Buyers and sellers of gold received good news this past week as gold hit an all-time high for the last seven weeks. The spot price of gold hit $1280.60 per ounce. The gold price closed at $1277.61 at the end of the week, which was up by 9% on its last closing price.
This past week, gold has gone up by a total of 3.5%. This is gold’s best performance since the start of February 2016. Silver has also received similar good fortune, as it reached the highest price since way back in January 2015.
The reason why more investors have made their way towards the precious metal market is because of the weak performance of both the stock markets and the declining value of the dollar. With gold always being priced in dollars, it means that investors are gaining value through switching to the previous metals market
With the increasing volatility of the stock markets, investors once again see gold as a haven for their money until the danger passes.

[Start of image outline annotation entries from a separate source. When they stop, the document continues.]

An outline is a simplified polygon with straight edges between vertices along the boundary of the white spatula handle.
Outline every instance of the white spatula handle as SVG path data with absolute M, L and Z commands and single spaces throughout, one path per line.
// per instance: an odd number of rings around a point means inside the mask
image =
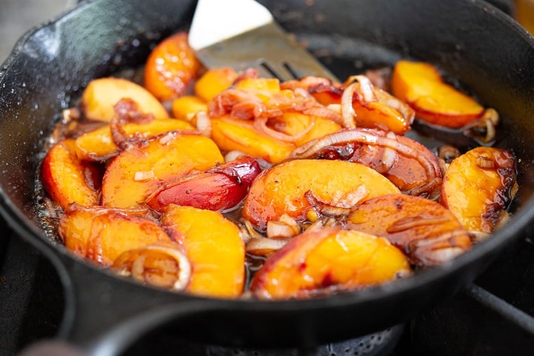
M 198 51 L 272 20 L 269 10 L 254 0 L 199 0 L 189 44 Z

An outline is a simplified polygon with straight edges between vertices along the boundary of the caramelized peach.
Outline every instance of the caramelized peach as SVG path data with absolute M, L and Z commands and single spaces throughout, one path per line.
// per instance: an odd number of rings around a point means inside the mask
M 222 90 L 230 88 L 238 73 L 229 67 L 209 69 L 194 84 L 194 93 L 204 101 L 209 101 Z
M 414 108 L 418 118 L 431 124 L 459 128 L 484 114 L 483 107 L 445 83 L 437 70 L 427 63 L 397 62 L 392 90 Z
M 505 217 L 517 190 L 516 157 L 509 151 L 476 147 L 453 160 L 441 202 L 468 230 L 492 232 Z
M 123 125 L 130 137 L 151 138 L 170 131 L 194 131 L 194 127 L 183 120 L 162 118 L 147 123 L 127 123 Z M 86 160 L 103 160 L 116 155 L 119 149 L 112 137 L 110 125 L 84 134 L 76 138 L 76 155 Z
M 188 42 L 188 34 L 167 37 L 152 50 L 145 63 L 144 87 L 162 101 L 183 94 L 201 66 Z
M 306 298 L 385 283 L 410 274 L 386 239 L 353 230 L 305 232 L 268 258 L 251 291 L 262 299 Z
M 51 199 L 62 209 L 69 204 L 93 205 L 98 202 L 101 174 L 98 167 L 76 156 L 75 141 L 55 144 L 41 165 L 41 181 Z
M 469 250 L 471 239 L 458 219 L 439 203 L 405 194 L 387 194 L 355 207 L 346 226 L 386 238 L 414 264 L 430 266 Z
M 410 123 L 397 110 L 379 101 L 362 104 L 353 103 L 358 127 L 392 131 L 402 135 L 410 129 Z
M 102 203 L 135 207 L 166 183 L 222 162 L 215 143 L 200 134 L 171 131 L 156 136 L 113 159 L 104 174 Z
M 242 292 L 244 244 L 235 224 L 218 212 L 171 204 L 164 212 L 162 225 L 190 262 L 188 292 L 218 297 Z
M 278 163 L 288 157 L 294 145 L 261 135 L 254 123 L 227 116 L 212 118 L 212 138 L 223 151 L 238 150 L 253 157 Z
M 123 252 L 168 236 L 155 222 L 100 207 L 69 207 L 60 220 L 60 236 L 76 255 L 109 266 Z
M 351 207 L 374 196 L 398 192 L 391 181 L 362 164 L 295 160 L 258 176 L 245 199 L 243 216 L 264 230 L 268 221 L 279 220 L 284 214 L 298 222 L 309 218 L 313 212 L 318 214 L 319 207 L 312 206 L 312 200 Z
M 342 129 L 309 141 L 291 157 L 359 163 L 383 175 L 404 193 L 431 199 L 440 195 L 442 173 L 437 157 L 417 141 L 393 132 Z
M 150 195 L 147 205 L 158 212 L 171 203 L 228 210 L 244 199 L 260 171 L 254 158 L 236 160 L 164 185 Z
M 124 98 L 137 103 L 143 114 L 151 114 L 157 118 L 168 117 L 161 103 L 147 89 L 133 81 L 112 77 L 89 83 L 81 95 L 81 108 L 89 119 L 110 122 L 115 115 L 115 104 Z

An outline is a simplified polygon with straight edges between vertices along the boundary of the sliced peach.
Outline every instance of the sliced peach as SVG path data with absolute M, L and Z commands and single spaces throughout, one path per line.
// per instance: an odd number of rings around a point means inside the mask
M 179 32 L 151 52 L 145 63 L 144 87 L 159 100 L 172 100 L 186 93 L 201 68 L 188 42 L 188 34 Z
M 209 69 L 194 84 L 194 92 L 204 101 L 209 101 L 230 88 L 237 78 L 237 72 L 229 67 Z
M 194 127 L 183 120 L 162 118 L 147 123 L 127 123 L 123 125 L 131 138 L 151 138 L 170 131 L 194 131 Z M 76 155 L 81 160 L 107 160 L 118 153 L 119 149 L 112 137 L 110 125 L 84 134 L 76 138 Z
M 414 108 L 418 118 L 431 124 L 459 128 L 484 114 L 483 106 L 445 83 L 435 67 L 428 63 L 398 62 L 392 90 Z
M 353 208 L 346 226 L 386 238 L 420 266 L 443 264 L 471 247 L 468 232 L 450 211 L 419 196 L 388 194 L 366 201 Z
M 200 134 L 172 131 L 142 143 L 121 151 L 107 166 L 105 206 L 135 207 L 166 183 L 224 162 L 215 143 Z
M 270 220 L 284 214 L 303 222 L 316 211 L 309 201 L 350 207 L 360 201 L 398 193 L 387 179 L 357 163 L 325 160 L 295 160 L 264 170 L 245 199 L 243 216 L 264 230 Z
M 455 158 L 445 173 L 441 202 L 468 230 L 492 232 L 517 190 L 509 151 L 476 147 Z
M 173 101 L 170 111 L 174 117 L 190 122 L 197 112 L 207 112 L 207 104 L 199 97 L 183 95 Z
M 244 244 L 234 223 L 218 212 L 171 204 L 164 210 L 162 225 L 190 262 L 188 292 L 218 297 L 241 294 Z
M 137 103 L 142 114 L 151 114 L 157 118 L 168 117 L 167 110 L 147 89 L 113 77 L 92 80 L 81 95 L 81 107 L 88 118 L 110 122 L 115 115 L 115 104 L 124 98 Z
M 227 116 L 212 118 L 212 138 L 221 150 L 238 150 L 253 157 L 278 163 L 288 157 L 295 146 L 261 135 L 254 123 Z
M 77 205 L 67 209 L 58 231 L 70 251 L 107 266 L 125 251 L 170 240 L 151 220 L 114 209 Z
M 272 255 L 254 276 L 262 299 L 307 298 L 351 290 L 411 273 L 408 261 L 386 239 L 353 230 L 306 231 Z
M 157 212 L 171 203 L 228 210 L 244 199 L 261 170 L 255 159 L 240 158 L 166 184 L 150 195 L 147 205 Z
M 345 128 L 310 140 L 291 157 L 359 163 L 383 175 L 404 193 L 432 199 L 440 195 L 442 173 L 437 157 L 417 141 L 393 132 Z
M 41 165 L 41 181 L 53 201 L 62 209 L 71 203 L 96 205 L 101 173 L 90 162 L 76 156 L 75 140 L 67 138 L 49 151 Z

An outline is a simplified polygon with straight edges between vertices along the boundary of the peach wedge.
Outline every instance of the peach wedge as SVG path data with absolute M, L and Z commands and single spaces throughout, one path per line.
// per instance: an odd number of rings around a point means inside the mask
M 484 107 L 445 83 L 433 66 L 400 60 L 392 77 L 393 94 L 407 103 L 416 116 L 431 124 L 457 129 L 481 117 Z
M 123 126 L 130 137 L 140 136 L 149 138 L 170 131 L 195 130 L 183 120 L 162 118 L 147 123 L 130 123 Z M 101 161 L 116 155 L 119 148 L 113 141 L 110 125 L 83 134 L 76 138 L 76 155 L 81 160 Z
M 441 202 L 468 230 L 492 232 L 505 218 L 517 190 L 516 157 L 495 147 L 477 147 L 455 159 L 443 179 Z
M 327 228 L 294 238 L 254 276 L 262 299 L 307 298 L 351 290 L 405 277 L 406 257 L 386 239 L 355 230 Z
M 110 122 L 115 115 L 115 104 L 125 98 L 137 103 L 142 114 L 151 114 L 157 118 L 168 117 L 162 103 L 147 89 L 114 77 L 92 80 L 81 95 L 81 109 L 87 118 Z
M 215 143 L 200 134 L 171 131 L 120 152 L 107 166 L 102 204 L 131 208 L 164 184 L 224 162 Z
M 75 204 L 62 217 L 58 230 L 67 249 L 105 266 L 127 251 L 170 240 L 156 222 L 142 216 Z
M 171 203 L 225 212 L 244 199 L 261 170 L 255 159 L 238 159 L 166 184 L 150 195 L 147 205 L 157 212 Z
M 387 194 L 366 201 L 354 207 L 346 227 L 386 238 L 422 266 L 447 262 L 471 248 L 468 232 L 453 213 L 419 196 Z
M 44 190 L 62 209 L 69 204 L 93 205 L 98 203 L 101 174 L 97 166 L 76 156 L 75 140 L 67 138 L 55 144 L 41 165 Z
M 223 298 L 241 294 L 245 253 L 237 225 L 218 212 L 174 204 L 165 209 L 162 225 L 191 264 L 187 292 Z
M 264 170 L 252 183 L 243 216 L 259 229 L 284 214 L 298 222 L 309 220 L 318 206 L 351 207 L 357 203 L 398 189 L 376 170 L 357 163 L 325 160 L 295 160 Z M 310 199 L 313 198 L 313 199 Z
M 201 68 L 187 33 L 178 32 L 151 52 L 145 63 L 144 87 L 159 100 L 175 99 L 185 94 Z

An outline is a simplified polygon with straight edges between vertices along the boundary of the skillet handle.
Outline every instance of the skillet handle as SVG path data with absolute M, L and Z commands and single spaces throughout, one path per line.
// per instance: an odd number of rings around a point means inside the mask
M 68 277 L 62 279 L 66 308 L 58 336 L 90 355 L 117 355 L 156 327 L 220 309 L 217 300 L 144 286 L 60 257 L 54 264 Z

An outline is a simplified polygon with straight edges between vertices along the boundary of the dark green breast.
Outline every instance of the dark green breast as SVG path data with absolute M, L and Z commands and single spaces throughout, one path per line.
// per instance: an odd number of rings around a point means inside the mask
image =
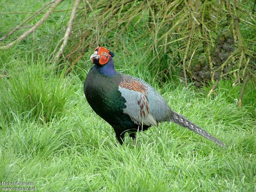
M 123 112 L 126 101 L 118 90 L 122 75 L 116 73 L 114 77 L 108 77 L 93 67 L 85 79 L 84 90 L 88 103 L 97 114 L 113 128 L 124 131 L 134 125 Z

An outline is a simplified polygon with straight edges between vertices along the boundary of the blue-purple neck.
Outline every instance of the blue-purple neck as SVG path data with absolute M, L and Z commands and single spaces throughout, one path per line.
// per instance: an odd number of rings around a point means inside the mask
M 107 64 L 103 65 L 95 64 L 95 66 L 99 73 L 108 77 L 113 77 L 116 73 L 114 68 L 114 61 L 111 58 Z

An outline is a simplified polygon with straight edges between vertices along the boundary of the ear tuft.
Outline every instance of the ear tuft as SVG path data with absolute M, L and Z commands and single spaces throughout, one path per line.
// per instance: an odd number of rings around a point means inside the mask
M 115 54 L 112 52 L 110 51 L 109 54 L 110 54 L 110 55 L 111 55 L 112 57 L 114 57 L 115 56 Z

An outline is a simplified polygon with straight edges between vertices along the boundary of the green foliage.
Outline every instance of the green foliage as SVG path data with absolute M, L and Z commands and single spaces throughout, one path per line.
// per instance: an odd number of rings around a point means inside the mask
M 81 1 L 80 5 L 84 6 L 84 2 L 87 4 L 87 1 Z M 113 20 L 108 20 L 108 23 L 111 25 L 118 14 L 123 16 L 127 9 L 132 6 L 136 8 L 142 1 L 124 5 Z M 160 1 L 150 2 L 162 4 L 158 3 Z M 114 9 L 115 4 L 120 2 L 111 1 L 112 7 Z M 205 6 L 213 2 L 205 1 Z M 252 4 L 246 2 L 245 5 Z M 93 8 L 100 8 L 100 2 L 93 3 Z M 104 1 L 103 5 L 109 3 Z M 31 0 L 15 3 L 5 1 L 0 3 L 0 6 L 4 7 L 4 12 L 28 12 L 39 9 L 44 3 Z M 70 4 L 70 1 L 64 1 L 58 8 L 69 8 Z M 146 4 L 148 7 L 151 4 Z M 162 11 L 165 7 L 163 6 Z M 133 14 L 131 11 L 125 16 L 128 20 L 129 15 Z M 155 27 L 153 18 L 150 22 L 142 22 L 148 21 L 148 18 L 143 17 L 148 11 L 143 9 L 140 15 L 133 14 L 135 16 L 121 36 L 118 35 L 123 28 L 113 28 L 108 33 L 112 34 L 112 37 L 101 36 L 99 42 L 104 41 L 101 45 L 115 52 L 117 70 L 148 82 L 174 110 L 223 141 L 227 148 L 221 148 L 169 122 L 139 133 L 136 146 L 128 135 L 122 146 L 116 145 L 113 129 L 93 112 L 83 92 L 84 81 L 92 65 L 88 58 L 96 45 L 90 45 L 92 48 L 76 64 L 74 73 L 64 79 L 65 68 L 54 72 L 49 69 L 50 53 L 62 37 L 62 31 L 58 30 L 68 20 L 65 17 L 61 19 L 63 12 L 55 12 L 36 31 L 34 41 L 31 36 L 12 49 L 0 52 L 0 180 L 34 182 L 38 191 L 256 191 L 256 101 L 253 84 L 250 81 L 247 84 L 240 110 L 235 100 L 238 99 L 242 85 L 233 87 L 232 83 L 221 81 L 207 99 L 211 87 L 199 89 L 190 84 L 187 89 L 179 84 L 177 82 L 181 69 L 173 67 L 180 64 L 187 42 L 171 40 L 172 46 L 166 53 L 163 48 L 158 52 L 162 56 L 158 61 L 154 46 L 145 45 L 154 42 L 156 31 L 146 33 L 143 28 L 147 26 L 142 24 L 150 23 L 151 27 L 159 28 L 159 36 L 164 35 L 164 30 L 160 28 L 159 20 L 155 20 Z M 211 16 L 209 12 L 205 12 L 205 15 Z M 96 20 L 91 13 L 87 13 L 91 20 L 88 22 Z M 0 36 L 17 26 L 28 15 L 0 15 L 0 19 L 4 20 L 4 22 L 0 22 L 3 31 Z M 182 25 L 189 26 L 188 20 L 193 19 L 191 16 Z M 158 20 L 160 19 L 160 16 L 158 17 Z M 81 23 L 77 19 L 75 24 L 78 25 Z M 172 25 L 178 19 L 171 19 Z M 120 21 L 120 27 L 125 27 L 124 21 Z M 243 36 L 248 39 L 254 38 L 254 34 L 241 25 L 243 35 L 247 34 Z M 98 26 L 103 32 L 109 29 Z M 95 25 L 84 23 L 74 27 L 78 27 L 97 32 Z M 172 34 L 172 41 L 178 40 L 177 36 L 185 36 L 189 33 Z M 144 37 L 140 36 L 143 35 Z M 75 41 L 72 35 L 68 52 L 74 50 Z M 89 37 L 93 39 L 95 36 Z M 108 44 L 110 37 L 120 41 Z M 84 41 L 80 42 L 83 48 L 90 43 Z M 254 50 L 254 46 L 248 50 Z M 193 51 L 189 51 L 189 59 Z M 200 56 L 204 54 L 197 57 Z M 70 57 L 63 65 L 73 60 Z M 195 55 L 193 62 L 196 62 L 196 58 Z
M 15 119 L 49 122 L 65 113 L 73 88 L 63 72 L 55 75 L 39 57 L 30 63 L 17 61 L 16 69 L 0 80 L 0 114 L 2 121 Z M 24 67 L 21 67 L 21 65 Z

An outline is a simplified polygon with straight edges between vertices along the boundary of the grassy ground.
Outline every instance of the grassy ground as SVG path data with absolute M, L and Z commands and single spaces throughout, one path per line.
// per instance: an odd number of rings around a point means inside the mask
M 31 1 L 18 5 L 4 1 L 0 7 L 4 12 L 30 11 L 44 3 Z M 68 2 L 61 6 L 69 8 Z M 0 51 L 0 70 L 8 75 L 0 78 L 1 181 L 33 182 L 31 187 L 38 191 L 256 190 L 256 92 L 251 83 L 239 110 L 239 89 L 229 82 L 220 84 L 209 99 L 208 87 L 190 85 L 187 90 L 175 79 L 161 84 L 143 67 L 143 50 L 134 51 L 140 45 L 127 44 L 132 54 L 115 53 L 117 70 L 153 85 L 174 110 L 227 147 L 170 123 L 139 133 L 138 146 L 128 135 L 122 146 L 116 145 L 112 128 L 84 97 L 83 82 L 92 64 L 88 56 L 65 79 L 62 71 L 48 69 L 50 53 L 61 36 L 57 31 L 62 14 L 53 14 L 34 41 L 31 36 Z M 0 15 L 1 35 L 26 15 Z M 131 65 L 136 62 L 135 67 Z

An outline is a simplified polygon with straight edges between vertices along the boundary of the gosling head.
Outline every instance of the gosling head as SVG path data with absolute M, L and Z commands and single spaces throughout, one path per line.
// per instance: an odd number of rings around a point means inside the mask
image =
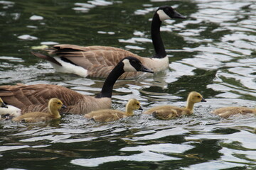
M 206 102 L 206 99 L 204 99 L 202 95 L 196 91 L 191 91 L 189 93 L 188 97 L 188 101 L 191 102 L 193 103 L 199 103 L 199 102 Z
M 157 9 L 156 13 L 159 15 L 161 21 L 171 18 L 186 18 L 185 16 L 175 11 L 170 6 L 160 6 Z
M 4 103 L 4 102 L 3 101 L 3 100 L 1 98 L 0 98 L 0 106 L 1 108 L 8 108 L 8 106 Z
M 134 57 L 127 57 L 122 60 L 124 64 L 124 72 L 144 72 L 154 73 L 154 72 L 142 64 L 141 61 Z
M 127 106 L 133 110 L 143 110 L 139 101 L 138 101 L 135 98 L 132 98 L 132 99 L 129 100 L 129 101 L 127 103 Z
M 60 108 L 66 108 L 67 106 L 65 106 L 62 101 L 57 98 L 52 98 L 49 101 L 49 106 L 50 107 L 53 107 L 55 108 L 57 108 L 57 110 L 60 110 Z

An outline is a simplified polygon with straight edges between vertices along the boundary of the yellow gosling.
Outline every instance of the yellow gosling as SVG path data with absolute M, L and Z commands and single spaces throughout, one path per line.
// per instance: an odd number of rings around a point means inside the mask
M 225 107 L 218 108 L 212 112 L 212 113 L 219 115 L 224 118 L 228 118 L 230 115 L 247 113 L 253 113 L 256 115 L 256 108 L 250 108 L 246 107 Z
M 43 112 L 31 112 L 25 113 L 12 120 L 16 122 L 23 123 L 37 123 L 42 121 L 49 121 L 53 119 L 58 119 L 60 118 L 58 110 L 60 108 L 66 108 L 61 101 L 57 98 L 52 98 L 48 102 L 48 113 Z
M 126 105 L 126 111 L 122 112 L 117 110 L 103 109 L 97 111 L 92 111 L 85 115 L 87 119 L 93 119 L 95 122 L 110 122 L 117 120 L 127 116 L 134 115 L 133 111 L 135 110 L 142 110 L 139 102 L 134 99 L 129 100 Z
M 183 115 L 191 115 L 193 112 L 193 106 L 196 103 L 206 102 L 202 95 L 196 91 L 189 93 L 186 108 L 173 106 L 159 106 L 151 108 L 144 113 L 152 114 L 153 116 L 161 120 L 169 120 Z

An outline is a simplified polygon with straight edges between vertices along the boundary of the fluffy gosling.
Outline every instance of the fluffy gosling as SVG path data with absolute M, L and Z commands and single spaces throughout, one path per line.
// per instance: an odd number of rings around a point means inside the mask
M 194 104 L 199 102 L 206 102 L 206 101 L 199 93 L 192 91 L 188 94 L 186 108 L 173 106 L 159 106 L 151 108 L 144 113 L 152 114 L 154 117 L 161 120 L 169 120 L 183 115 L 192 114 Z
M 63 105 L 61 101 L 57 98 L 52 98 L 48 102 L 48 113 L 43 112 L 30 112 L 22 115 L 13 118 L 16 122 L 23 123 L 37 123 L 49 121 L 53 119 L 58 119 L 60 118 L 58 110 L 60 108 L 66 108 L 67 106 Z

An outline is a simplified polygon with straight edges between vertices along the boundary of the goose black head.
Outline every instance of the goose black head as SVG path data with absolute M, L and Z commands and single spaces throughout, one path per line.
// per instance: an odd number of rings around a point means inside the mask
M 141 61 L 134 57 L 127 57 L 122 62 L 124 64 L 123 69 L 124 72 L 143 72 L 154 73 L 152 70 L 146 68 L 142 64 Z
M 159 16 L 159 18 L 161 21 L 171 19 L 171 18 L 186 18 L 185 16 L 175 11 L 170 6 L 160 6 L 157 11 L 157 14 Z

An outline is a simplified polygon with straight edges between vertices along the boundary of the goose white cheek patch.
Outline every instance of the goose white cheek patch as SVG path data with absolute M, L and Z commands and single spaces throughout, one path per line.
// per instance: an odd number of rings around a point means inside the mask
M 124 63 L 124 72 L 137 72 L 136 69 L 132 65 L 131 65 L 129 60 L 124 59 L 122 62 Z
M 159 16 L 161 21 L 163 21 L 166 19 L 171 19 L 171 18 L 166 15 L 166 13 L 161 9 L 157 11 L 157 14 Z

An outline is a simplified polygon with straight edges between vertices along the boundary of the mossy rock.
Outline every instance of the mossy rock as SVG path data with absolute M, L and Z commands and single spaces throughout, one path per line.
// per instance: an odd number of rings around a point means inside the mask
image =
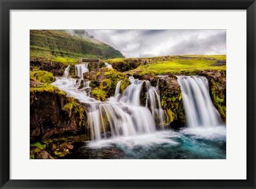
M 30 71 L 29 72 L 30 80 L 50 84 L 55 81 L 55 78 L 52 73 L 45 71 Z
M 130 80 L 126 75 L 108 68 L 102 68 L 96 71 L 85 73 L 84 78 L 91 79 L 91 86 L 94 87 L 91 94 L 96 99 L 101 101 L 105 101 L 107 98 L 114 96 L 118 81 L 122 80 L 121 93 L 130 85 Z

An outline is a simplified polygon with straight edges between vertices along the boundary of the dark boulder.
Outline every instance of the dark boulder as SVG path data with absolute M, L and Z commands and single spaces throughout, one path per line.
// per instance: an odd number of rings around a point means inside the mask
M 30 62 L 30 66 L 39 67 L 40 70 L 51 72 L 54 76 L 62 76 L 65 70 L 63 63 L 39 57 L 31 57 Z

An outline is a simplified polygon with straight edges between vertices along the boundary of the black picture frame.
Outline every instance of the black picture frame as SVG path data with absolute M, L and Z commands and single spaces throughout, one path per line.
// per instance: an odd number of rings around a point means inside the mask
M 1 188 L 255 188 L 255 0 L 0 0 L 0 187 Z M 58 9 L 246 10 L 246 180 L 10 180 L 10 11 Z M 236 171 L 234 169 L 234 171 Z

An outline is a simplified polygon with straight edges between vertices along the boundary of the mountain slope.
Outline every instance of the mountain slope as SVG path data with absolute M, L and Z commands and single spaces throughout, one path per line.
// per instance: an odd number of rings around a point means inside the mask
M 94 39 L 85 30 L 30 31 L 30 56 L 55 59 L 58 57 L 124 57 L 120 51 Z

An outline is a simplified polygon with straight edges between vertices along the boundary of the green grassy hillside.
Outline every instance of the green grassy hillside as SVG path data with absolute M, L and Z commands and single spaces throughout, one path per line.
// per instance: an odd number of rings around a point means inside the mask
M 124 57 L 119 51 L 83 32 L 31 30 L 30 56 L 58 61 L 72 61 L 81 57 L 101 59 Z

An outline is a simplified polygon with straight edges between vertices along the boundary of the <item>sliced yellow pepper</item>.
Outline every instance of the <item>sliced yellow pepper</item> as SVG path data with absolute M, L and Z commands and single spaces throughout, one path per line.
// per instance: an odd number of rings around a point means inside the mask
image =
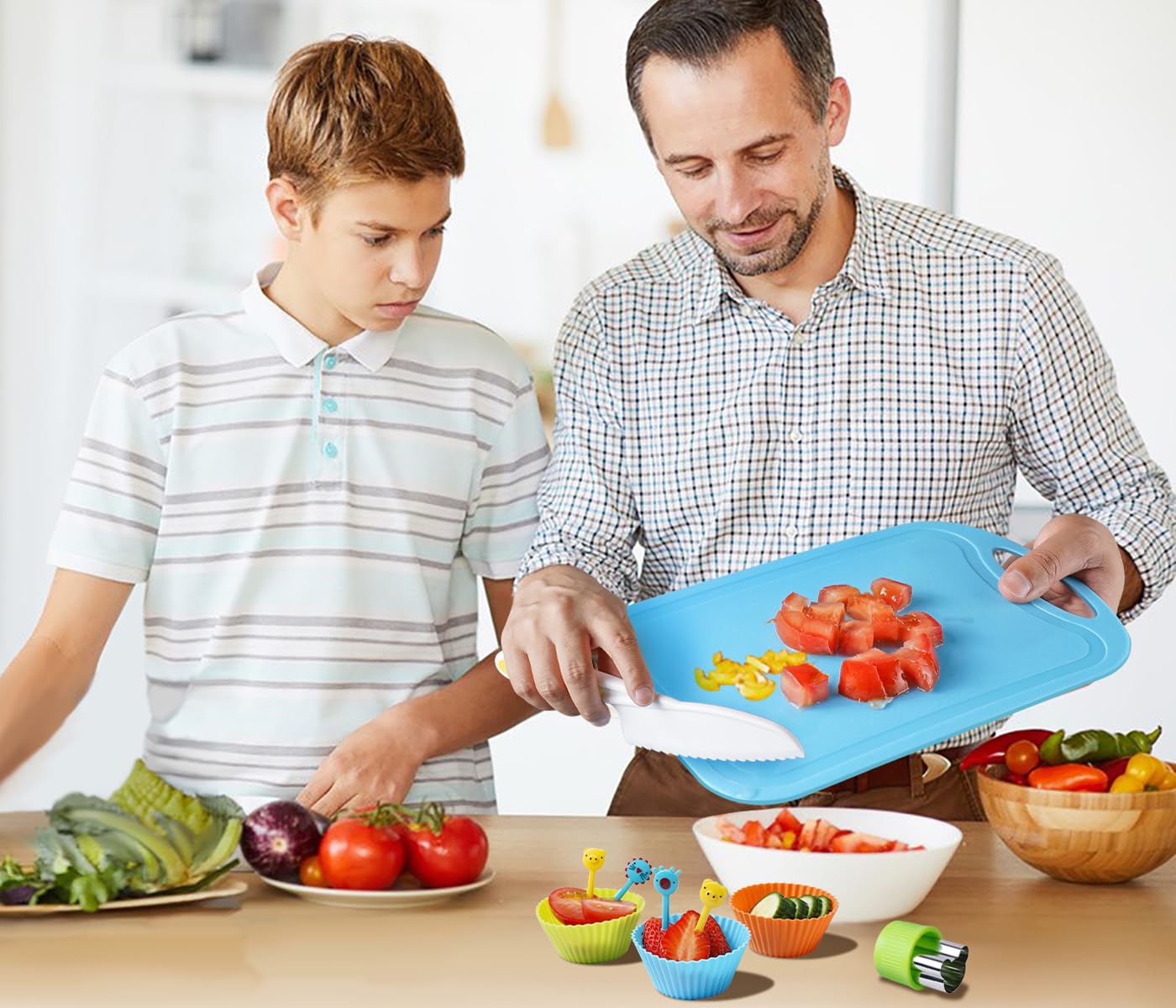
M 697 682 L 703 689 L 709 689 L 711 693 L 719 690 L 720 683 L 707 675 L 701 668 L 694 669 L 694 681 Z
M 747 679 L 741 680 L 737 683 L 737 688 L 744 700 L 763 700 L 771 695 L 771 690 L 776 688 L 776 683 L 761 675 L 759 682 Z

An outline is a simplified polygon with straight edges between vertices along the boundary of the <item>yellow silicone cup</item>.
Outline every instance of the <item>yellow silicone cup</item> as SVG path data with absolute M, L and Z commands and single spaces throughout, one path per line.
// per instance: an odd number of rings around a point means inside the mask
M 595 895 L 602 900 L 612 900 L 616 895 L 616 889 L 597 888 Z M 560 959 L 583 966 L 612 962 L 629 950 L 633 928 L 636 927 L 646 909 L 644 899 L 632 890 L 626 893 L 622 899 L 627 903 L 633 903 L 636 909 L 632 914 L 613 921 L 597 921 L 594 924 L 561 923 L 559 917 L 552 913 L 546 896 L 535 907 L 535 916 L 539 917 L 539 926 L 543 929 L 543 934 L 547 935 Z

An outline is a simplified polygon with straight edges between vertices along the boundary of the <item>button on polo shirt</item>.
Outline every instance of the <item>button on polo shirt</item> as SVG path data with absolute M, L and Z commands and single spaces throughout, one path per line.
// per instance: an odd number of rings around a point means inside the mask
M 548 449 L 496 335 L 421 307 L 328 347 L 263 292 L 169 320 L 94 398 L 49 562 L 146 581 L 148 766 L 294 797 L 350 732 L 476 661 L 476 576 L 515 574 Z M 408 801 L 490 812 L 485 743 Z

One of the main reasons for the decline of the stock market recently is the Bank of Japan. The bank said that it would not expand its monetary stimulus scheme. As the stock market saw a mini crash, gold prices crept up, and there are no signs that this trend is going to avert in the near future.
Another decision that has pushed up gold prices is the US Federal Reserve’s choice to leave interest rates unchanged on Wednesday. Every time the US Federal Reserve refuses to raise interest rates, market confidence is shaken. It demonstrates that the economy is not growing like it should.
This has shaken investor confidence and forced them to move more towards the precious metals market.
In time, the stock markets will recover from these two hammer blows, but gold prices are largely expected to remain high for the foreseeable future. This would allow current holders of gold to make large gains if they decide to sell before the economy recovers.